Okay. You're not complete. You're not full. You're not settled. You know, that idea of
equilibrium. Most people, the easiest way to imagine it visually is to imagine a pendulum,
right? If your life is in equilibrium, it's in total balance, that total balance is the point
at which minimal effort is needed to live. If you're in balance, you're not struggling,
okay? Just like the pendulum, the pendulum when it's at its equilibrium point,
you literally need zero force to keep it in the equilibrium point forever. You don't have to apply any force to it. You want to push it a little bit to the right. You have to apply a force and keep
that force for as long as you want it to stay within that place. And that's what we do with
our lives all the time. That our nature, our balance, our equilibrium is not exactly how we're living.
And so we're constantly applying effort, constantly trying to be in a place that is not
our natural place to be. We want to be there. So we apply the effort. Is there anything wrong
with that? Absolutely not. Because life is cyclical. Okay. And life is all compromises as we start. But the trick is to say, when I am in that place, I am aware that this place is not my natural tendency. And I am okay with that because that place gives me A, B, and C. that I'm heading from that place to that point of equilibrium.
That could be by saying, in the next seven years, I'm not going to do anything about it,
but in seven years time, I'm going to start to head in that equilibrium. Or you could say,
I'm going to take a step every day for the next seven years, whichever way you want.

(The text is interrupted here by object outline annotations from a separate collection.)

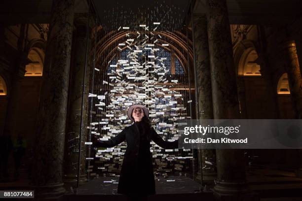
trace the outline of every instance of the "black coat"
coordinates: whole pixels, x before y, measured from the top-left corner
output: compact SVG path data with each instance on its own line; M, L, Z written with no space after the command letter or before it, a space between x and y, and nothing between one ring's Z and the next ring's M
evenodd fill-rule
M150 152L150 140L164 149L175 149L178 141L164 141L153 128L150 129L151 139L142 141L142 132L136 123L125 128L113 139L99 140L96 147L112 147L126 140L127 149L122 165L117 193L126 195L154 194L155 182ZM141 139L141 140L140 140Z

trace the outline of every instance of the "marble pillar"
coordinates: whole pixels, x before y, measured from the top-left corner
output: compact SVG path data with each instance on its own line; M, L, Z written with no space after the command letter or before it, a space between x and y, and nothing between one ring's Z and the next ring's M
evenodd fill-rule
M240 119L226 0L206 0L214 119ZM258 200L245 177L243 150L216 150L217 200Z
M237 90L238 100L240 106L240 117L242 119L247 118L246 111L246 100L245 98L245 88L244 79L242 76L236 76Z
M193 15L192 24L196 59L198 112L200 119L213 119L211 68L206 15ZM198 166L199 168L202 170L203 182L208 185L214 185L217 174L215 150L198 149L198 159L199 163L201 163ZM201 173L199 169L198 173ZM199 175L197 179L201 176Z
M299 35L299 38L301 34ZM302 39L301 38L295 39L296 48L297 49L297 54L298 55L299 67L300 67L300 72L302 73Z
M66 186L76 187L77 180L77 168L79 154L79 139L80 127L82 96L83 96L83 75L85 69L87 17L85 14L76 14L75 16L76 28L74 61L71 67L71 82L69 87L69 112L67 118L65 148L64 149L64 176L63 181ZM91 39L88 37L88 48ZM90 48L88 48L89 50ZM89 56L89 55L88 55ZM86 150L85 142L87 139L87 105L89 78L90 71L89 62L87 62L85 71L85 89L83 99L82 127L81 129L81 150L80 161L80 183L86 180L85 173ZM68 189L68 188L67 188Z
M54 0L43 71L31 185L36 198L56 198L63 187L66 110L75 0Z
M288 77L288 84L291 92L293 109L296 119L302 118L302 79L297 49L295 41L287 40L283 44L285 61L285 70ZM302 156L302 150L299 150L299 155ZM302 178L302 162L296 171L296 175Z
M295 117L296 119L302 119L302 79L295 41L287 40L283 47L285 70L288 77Z
M8 101L6 109L5 129L10 131L12 139L15 138L18 131L18 113L19 111L20 90L21 80L26 72L25 66L29 63L28 55L24 52L26 31L25 24L21 24L19 36L17 42L17 56L10 67L10 89L8 93ZM4 33L3 33L4 34ZM4 38L3 38L4 39ZM3 42L5 40L3 40ZM4 48L4 45L3 48ZM4 50L4 49L3 49Z

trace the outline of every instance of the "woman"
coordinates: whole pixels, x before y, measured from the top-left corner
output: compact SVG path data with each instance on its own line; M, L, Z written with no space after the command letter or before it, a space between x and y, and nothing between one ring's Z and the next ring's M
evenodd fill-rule
M151 127L149 111L136 104L129 108L128 117L134 122L112 139L96 140L95 147L112 147L126 140L127 149L118 182L117 193L126 195L128 200L147 200L148 195L155 194L155 182L150 152L150 141L164 149L178 147L178 141L164 141Z

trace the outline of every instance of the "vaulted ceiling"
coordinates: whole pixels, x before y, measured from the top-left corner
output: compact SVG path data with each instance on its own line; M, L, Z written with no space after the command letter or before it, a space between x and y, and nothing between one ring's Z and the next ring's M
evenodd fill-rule
M204 0L197 0L194 8L194 13L204 12ZM148 6L154 7L155 0L93 0L96 10L99 11L100 21L104 17L102 12L116 7L116 2L125 9L143 8L148 10ZM0 21L2 24L48 23L49 22L52 0L9 0L0 1ZM162 0L157 1L165 3L168 7L182 6L188 9L189 0ZM242 24L273 24L292 21L302 14L301 0L226 0L230 23ZM155 5L156 7L156 5ZM76 0L76 12L87 10L86 0ZM136 10L135 9L133 10ZM141 11L142 10L140 10ZM163 10L164 11L164 10ZM118 12L118 11L117 11ZM133 11L134 12L134 11ZM146 12L148 13L148 12ZM121 13L116 13L120 15ZM186 12L182 11L181 18L185 20ZM173 17L172 17L173 18ZM105 21L104 20L103 21ZM106 20L103 22L107 23Z

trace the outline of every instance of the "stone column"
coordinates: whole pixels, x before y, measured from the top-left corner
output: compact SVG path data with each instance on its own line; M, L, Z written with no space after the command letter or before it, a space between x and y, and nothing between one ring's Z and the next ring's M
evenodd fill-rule
M206 0L215 119L239 119L233 49L226 0ZM217 200L255 200L249 194L243 150L217 149Z
M17 65L20 65L19 62ZM16 130L17 128L18 112L20 106L19 100L19 99L22 98L20 97L20 90L21 82L24 77L26 72L25 66L25 65L24 65L23 67L19 67L17 72L13 72L11 74L12 77L11 79L11 88L9 89L10 91L8 94L9 96L7 102L4 126L5 129L10 132L12 139L16 138L18 134Z
M287 40L284 44L285 70L288 76L293 109L296 119L302 118L302 79L295 41Z
M16 130L18 125L17 117L19 110L19 100L21 81L24 77L25 74L25 66L28 63L27 55L23 50L24 49L24 40L26 35L25 24L20 25L20 31L19 38L17 42L18 54L15 62L11 67L12 71L10 72L10 89L8 97L8 101L6 109L5 128L10 132L12 138L16 137L18 134ZM3 38L4 40L4 37ZM3 40L3 42L5 40ZM3 45L4 48L4 45Z
M302 118L302 79L297 54L295 41L287 40L283 44L285 70L288 77L288 84L291 91L293 109L296 119ZM300 149L299 155L302 156L302 150ZM302 163L296 171L297 176L302 178Z
M75 0L54 0L43 72L31 185L35 197L64 193L63 165Z
M236 75L237 90L238 92L238 99L240 105L240 117L242 119L247 118L246 113L246 101L245 99L245 89L244 87L244 79L243 77Z
M71 86L69 87L69 112L68 123L65 137L65 148L64 157L64 182L69 186L76 187L77 179L77 167L79 151L79 139L80 127L81 110L82 109L82 96L83 96L83 75L85 69L87 24L88 19L85 14L76 14L75 26L76 27L76 34L75 39L74 54L71 67ZM88 37L88 47L91 43ZM88 51L90 48L88 48ZM88 55L89 56L89 55ZM88 59L88 58L87 58ZM81 151L81 174L80 182L85 180L85 163L86 149L84 142L87 138L87 103L89 89L89 78L90 65L87 61L85 72L85 94L83 99L83 127L82 127Z
M211 68L209 55L207 18L206 15L194 15L193 31L196 58L196 90L200 119L213 119L213 102L211 84ZM214 185L217 176L215 149L198 149L199 168L202 170L202 180L208 185ZM206 163L206 161L207 163ZM212 165L211 165L212 164ZM199 170L200 172L201 170ZM201 179L201 175L197 179Z
M299 35L299 37L301 37L301 34ZM295 39L295 42L296 48L297 49L297 54L298 55L299 67L300 67L300 72L302 72L302 39L301 38Z

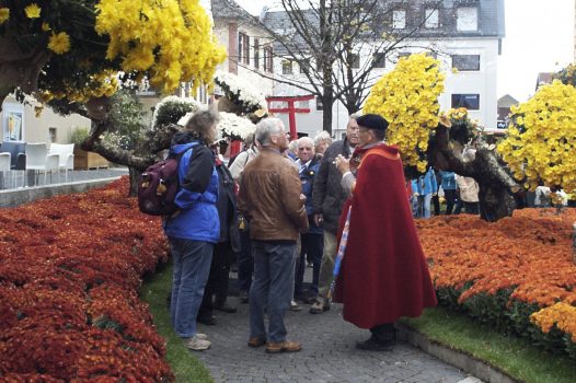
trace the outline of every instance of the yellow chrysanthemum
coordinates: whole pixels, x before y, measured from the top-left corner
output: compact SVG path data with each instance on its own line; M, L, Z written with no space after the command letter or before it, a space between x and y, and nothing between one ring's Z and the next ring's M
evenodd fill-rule
M24 8L24 12L26 13L26 18L28 19L38 19L42 13L42 8L38 7L35 2Z
M56 55L66 54L70 50L70 36L66 32L53 34L48 42L48 49L54 51Z
M10 9L0 8L0 24L5 23L8 19L10 19Z
M498 151L531 189L546 186L576 189L576 89L555 80L512 109L508 137Z
M418 150L428 148L429 132L438 126L438 96L443 90L440 62L421 54L402 58L370 90L364 113L383 116L390 123L387 141L399 147L405 165L426 170Z

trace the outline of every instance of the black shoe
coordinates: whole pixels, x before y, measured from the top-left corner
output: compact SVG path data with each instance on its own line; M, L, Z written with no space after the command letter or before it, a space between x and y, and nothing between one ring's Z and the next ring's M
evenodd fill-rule
M237 312L237 307L231 306L227 302L224 302L222 304L215 304L214 309L218 310L218 311L222 311L224 313L229 313L229 314L232 314L232 313Z
M214 316L198 316L196 318L196 322L198 323L201 323L201 324L205 324L205 325L208 325L208 326L214 326L216 324L216 318Z
M357 341L356 348L365 351L393 351L395 343L381 343L376 338L370 338L365 341Z

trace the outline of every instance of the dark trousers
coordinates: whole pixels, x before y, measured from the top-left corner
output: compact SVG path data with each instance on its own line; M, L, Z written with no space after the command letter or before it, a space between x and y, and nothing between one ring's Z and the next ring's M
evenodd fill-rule
M303 280L306 271L307 257L312 258L312 293L318 295L318 278L320 276L320 264L322 263L322 254L324 252L324 237L322 234L306 233L300 235L302 245L300 248L300 257L296 263L295 275L295 298L303 293Z
M230 242L217 243L214 246L210 275L204 289L204 297L198 316L212 316L215 305L222 305L228 297L228 279L232 260Z
M434 206L434 214L440 216L440 198L438 197L438 194L433 196L433 206Z
M456 189L443 190L443 197L446 198L446 213L451 214L456 204Z
M385 346L394 346L396 344L396 329L393 323L384 323L370 328L372 338Z
M241 291L250 291L254 272L250 230L240 230L240 242L242 247L238 254L238 283Z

And or you, by the way, or you can also tell yourself, I don't care. I know it's not my
equilibrium, but I'm going to do it anyway, because that, I don't care. I know it's not my equilibrium,
but I'm gonna do it anyway,
because that's what I believe in.
I think that's very much the state I'm in.
If you ask me, I'd like to be in, you know,
50% of the year doing absolutely nothing, okay,
with someone I absolutely love, with a very simple life,
but that's not my life every day.
And I know that to be true,
and I will do it for a while to go, but that's not my life every day. And I know that to be true. And I will do it
for a while to go, you know, because I have assigned myself something that I believe
requires that effort. Okay. The other thing that humans do, most of us, is we leave a lot of
pendulums out of equilibrium. So it's actually quite easy to tell yourself, look, my number one pendulum is my work, okay?

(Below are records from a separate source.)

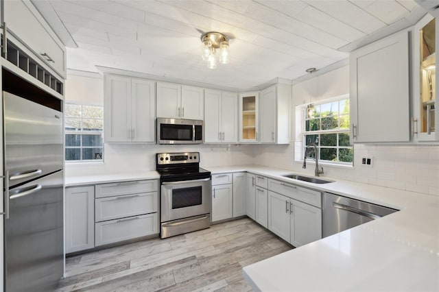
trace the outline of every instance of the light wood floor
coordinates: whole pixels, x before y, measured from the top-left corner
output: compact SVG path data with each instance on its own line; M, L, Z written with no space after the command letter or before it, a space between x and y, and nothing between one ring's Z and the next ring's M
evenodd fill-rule
M246 218L69 257L58 291L248 291L242 267L294 248Z

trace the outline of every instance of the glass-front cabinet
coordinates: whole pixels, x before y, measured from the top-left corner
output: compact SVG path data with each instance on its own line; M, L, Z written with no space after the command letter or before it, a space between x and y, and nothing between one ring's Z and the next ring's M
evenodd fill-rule
M239 142L257 142L259 124L258 92L239 95Z
M412 132L418 141L439 140L436 108L436 58L438 24L436 19L425 16L415 26L414 99L415 110Z

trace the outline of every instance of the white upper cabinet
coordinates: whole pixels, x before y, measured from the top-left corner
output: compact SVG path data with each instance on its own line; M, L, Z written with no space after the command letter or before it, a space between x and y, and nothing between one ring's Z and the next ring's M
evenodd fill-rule
M259 93L239 94L239 142L257 142Z
M408 32L350 56L351 142L405 142L410 135Z
M206 89L204 97L204 143L237 142L237 94Z
M277 84L261 92L259 99L259 141L289 143L291 85Z
M202 120L204 118L204 90L182 85L181 108L182 119Z
M154 143L156 90L152 81L131 80L132 142Z
M106 142L155 142L155 84L152 81L104 77Z
M202 120L203 92L199 87L157 82L157 117Z
M23 42L62 78L67 75L66 49L30 1L2 1L10 36Z
M429 14L414 28L413 44L413 114L412 134L418 141L439 141L436 59L439 45L439 23Z

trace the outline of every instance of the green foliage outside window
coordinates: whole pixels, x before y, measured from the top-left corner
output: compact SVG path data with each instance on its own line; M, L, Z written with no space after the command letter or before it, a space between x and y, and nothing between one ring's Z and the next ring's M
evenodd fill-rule
M349 99L308 106L305 116L304 147L315 144L321 160L352 165Z

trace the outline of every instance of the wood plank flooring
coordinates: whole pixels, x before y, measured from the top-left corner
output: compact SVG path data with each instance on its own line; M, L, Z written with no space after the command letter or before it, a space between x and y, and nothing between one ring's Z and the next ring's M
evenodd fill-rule
M292 248L245 218L67 258L57 291L248 291L242 267Z

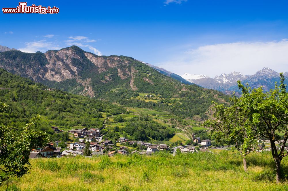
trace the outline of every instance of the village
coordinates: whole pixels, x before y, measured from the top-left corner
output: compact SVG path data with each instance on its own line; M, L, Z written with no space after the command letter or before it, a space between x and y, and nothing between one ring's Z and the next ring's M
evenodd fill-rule
M56 132L61 131L56 127L53 126L51 128ZM150 155L160 151L166 151L174 156L177 152L181 153L212 152L211 149L227 150L226 148L228 147L228 146L213 147L210 140L201 140L199 137L194 137L194 133L192 138L194 143L193 145L184 145L181 143L179 146L169 147L165 144L156 144L144 141L129 140L125 137L120 137L116 143L113 143L107 139L103 139L99 129L88 130L87 128L84 128L73 129L69 131L69 132L73 134L74 138L78 139L79 141L64 143L61 141L51 142L43 148L38 148L31 151L30 158L60 158L77 156L91 157L93 155L102 155L112 156L116 154L127 155L135 153ZM253 150L256 152L261 152L264 150L264 147L265 145L262 143L262 145L259 145L257 148L253 148ZM88 149L86 148L87 147L89 147ZM85 154L85 149L90 151L89 154ZM265 150L270 151L270 149L268 148Z

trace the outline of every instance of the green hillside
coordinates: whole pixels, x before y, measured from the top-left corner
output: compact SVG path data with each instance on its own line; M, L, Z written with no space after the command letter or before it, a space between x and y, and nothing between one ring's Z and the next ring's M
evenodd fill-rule
M181 85L131 57L98 56L75 46L44 53L1 53L0 67L62 91L182 117L206 119L212 101L229 101L222 93L195 85ZM156 99L137 98L143 94Z
M9 180L10 190L286 190L276 184L271 153L253 153L245 172L238 153L222 151L175 156L116 154L30 160L30 174ZM283 170L287 160L283 161ZM286 172L287 171L283 171ZM41 174L41 175L39 176ZM5 190L7 186L0 187Z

I'm gonna put that in equilibrium.
Then my second, you know,
pendulum in importance is relationship
or reverse them if you want.
The third is my impact, the fourth is my friendships,
the fifth is my health and so on.
And then the game is,
if you want your work to actually benefit,
put the others in equilibrium, okay?
Or acknowledge to yourself that they're not,
but don't complain about it, don't feel bad about it, okay?
And if you do that, you manage to then simply focus yourself
on the one that is your most priority,
and then life is in an interesting way, linear that way.
In physics, it's basically,
instead of the parallel processing
of trying to fix all of them at the same time,
you're simply saying, I'm gonna process them in series.
I'm gonna fix this work element pendulum first.
And when it's done, I'll fix the next one.
And then when it's done, I'll fix the next one.
And it's a constant journey.
So you're not alone.
I'm exactly like you. Constantly,
constantly searching and constantly reflecting and investigating and finding that equilibrium.